Regular listeners will know that I record a weekly Property Insiders video with Dr Andrew Wilson, Australia’s leading independent housing economist, and today’s podcast is the audio of a recent YouTube video as we discuss our economy, the latest unemployment figures, wages growth, what Reserve Bank feels about interest rates, and what our new government may mean for property.
Well, it looks like we’re going to have a Labor government for a number of terms now, considering the substantial defeat of the Liberal Party, so what will this mean for our property markets and homeownership.
We know the Labor Party backed down from the previously proposed changes to negative gearing, promising to maintain existing regimes for negative gearing and capital gains tax if it came into power.
And it promised to help 10,000 First Home Buyers get into the market with a shared equity scheme.
As well as pledging to build 30,000 new social and affordable housing properties over the next five years.
All these policies will increase demand and are not really addressing supply.
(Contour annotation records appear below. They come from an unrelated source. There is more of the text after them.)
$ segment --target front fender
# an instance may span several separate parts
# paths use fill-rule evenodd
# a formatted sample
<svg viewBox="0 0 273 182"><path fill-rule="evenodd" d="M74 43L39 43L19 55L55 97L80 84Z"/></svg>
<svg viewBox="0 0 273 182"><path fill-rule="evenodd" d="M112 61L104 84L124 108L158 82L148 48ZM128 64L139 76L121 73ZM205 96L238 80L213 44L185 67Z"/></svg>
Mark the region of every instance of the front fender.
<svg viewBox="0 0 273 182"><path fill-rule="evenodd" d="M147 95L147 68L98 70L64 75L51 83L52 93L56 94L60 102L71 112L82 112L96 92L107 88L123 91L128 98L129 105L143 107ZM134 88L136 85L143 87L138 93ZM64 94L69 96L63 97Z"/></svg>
Building 6,000 social and affordable homes a year is not enough.
As part of its election promises the Labor Party undertook to deliver a minimum wage rise to match inflation.
While this is dependent on Fair Work Australia endorsing it, the outcome is very likely to occur and will deliver some benefits but also some challenges.
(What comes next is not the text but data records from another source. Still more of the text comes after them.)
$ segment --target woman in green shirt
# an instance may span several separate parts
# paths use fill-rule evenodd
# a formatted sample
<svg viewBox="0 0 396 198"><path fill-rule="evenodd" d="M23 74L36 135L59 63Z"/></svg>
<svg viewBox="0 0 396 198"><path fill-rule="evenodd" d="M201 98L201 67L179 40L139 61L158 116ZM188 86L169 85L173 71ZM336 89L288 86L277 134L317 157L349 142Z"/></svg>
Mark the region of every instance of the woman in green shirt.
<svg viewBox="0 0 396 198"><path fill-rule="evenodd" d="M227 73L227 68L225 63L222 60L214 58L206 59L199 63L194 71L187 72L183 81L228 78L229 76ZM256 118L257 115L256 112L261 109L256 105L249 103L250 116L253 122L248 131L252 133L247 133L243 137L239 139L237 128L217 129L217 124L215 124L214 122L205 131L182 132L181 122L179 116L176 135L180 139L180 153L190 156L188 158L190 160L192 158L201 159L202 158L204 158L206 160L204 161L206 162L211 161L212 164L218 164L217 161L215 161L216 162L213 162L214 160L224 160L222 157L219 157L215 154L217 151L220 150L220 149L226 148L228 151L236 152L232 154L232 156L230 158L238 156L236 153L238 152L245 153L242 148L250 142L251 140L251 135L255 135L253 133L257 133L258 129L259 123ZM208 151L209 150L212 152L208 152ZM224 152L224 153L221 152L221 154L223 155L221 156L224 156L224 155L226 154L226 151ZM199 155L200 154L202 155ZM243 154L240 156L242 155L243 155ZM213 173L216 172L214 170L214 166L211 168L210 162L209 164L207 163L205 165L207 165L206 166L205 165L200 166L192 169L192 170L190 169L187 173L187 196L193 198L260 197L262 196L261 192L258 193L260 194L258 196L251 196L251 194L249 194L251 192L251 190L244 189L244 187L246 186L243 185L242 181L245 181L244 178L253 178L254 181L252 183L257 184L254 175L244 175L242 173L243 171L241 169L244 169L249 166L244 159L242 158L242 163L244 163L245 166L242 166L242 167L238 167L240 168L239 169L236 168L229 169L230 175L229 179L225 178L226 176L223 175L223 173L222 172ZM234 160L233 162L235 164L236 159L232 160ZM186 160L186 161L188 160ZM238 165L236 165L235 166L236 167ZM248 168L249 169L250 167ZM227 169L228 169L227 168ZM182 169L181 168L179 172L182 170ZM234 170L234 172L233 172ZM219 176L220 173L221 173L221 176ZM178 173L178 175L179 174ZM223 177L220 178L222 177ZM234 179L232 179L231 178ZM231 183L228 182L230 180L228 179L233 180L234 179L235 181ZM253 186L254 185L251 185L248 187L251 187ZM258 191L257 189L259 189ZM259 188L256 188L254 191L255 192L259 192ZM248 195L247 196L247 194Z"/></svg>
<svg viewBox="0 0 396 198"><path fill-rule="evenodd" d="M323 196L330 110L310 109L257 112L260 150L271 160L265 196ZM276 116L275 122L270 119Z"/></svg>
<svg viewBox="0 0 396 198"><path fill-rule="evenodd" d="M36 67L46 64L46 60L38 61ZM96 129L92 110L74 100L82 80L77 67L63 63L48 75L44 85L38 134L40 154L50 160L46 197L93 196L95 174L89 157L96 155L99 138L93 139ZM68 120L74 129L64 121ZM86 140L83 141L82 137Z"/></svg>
A great many skilled Australians have already enjoyed much higher incomes in the last year or so, but a large number of Australians are really struggling to make ends meet as the cost of living swamps their stagnant income.
Normally labour shortages boost wages, but this time around it hasn’t occurred, so extra money in ordinary Australians' pockets will mean they can spend more and grease the wheels of our economy.
While many enterprises will benefit from the extra consumer spending, some will need to increase their prices to help pay for the extra wages; and both these effects are inflationary.
The only anti-inflation weapon the Reserve Bank has is higher interest rates, which may rise further than the Reserve Bank currently plans if the wage rise boosts prices.
This is reminiscent of the 1970s when we had inflation, wages, and interest rate rise spiral that eventually led to the depression of the early 1980s.
Australia can finally boast its lowest unemployment rate since 1974 after the unemployment rate dropped to 3.9 per cent in April.
Despite the still-declining unemployment rate, employment growth disappointed up to only 4,000 in April.
The low unemployment rate was influenced by a fall in the participation rate over April - down by 0.1%, with fewer people in work over the month.
The RBA has predicted that the unemployment rate would fall to 3.5% by early next year with strong competition for workers placing significant upward pressure on wages.
The latest March quarter ABS Wage Index however was clearly disappointing, reporting another modest result and with a record fall in real wages - despite near record-low jobless rates recorded this year so far.
The prospect of a flattening labour market, steep declines in real wages, and the impost of higher interest rates on the economy may have the RBA rethinking its current rate strategy.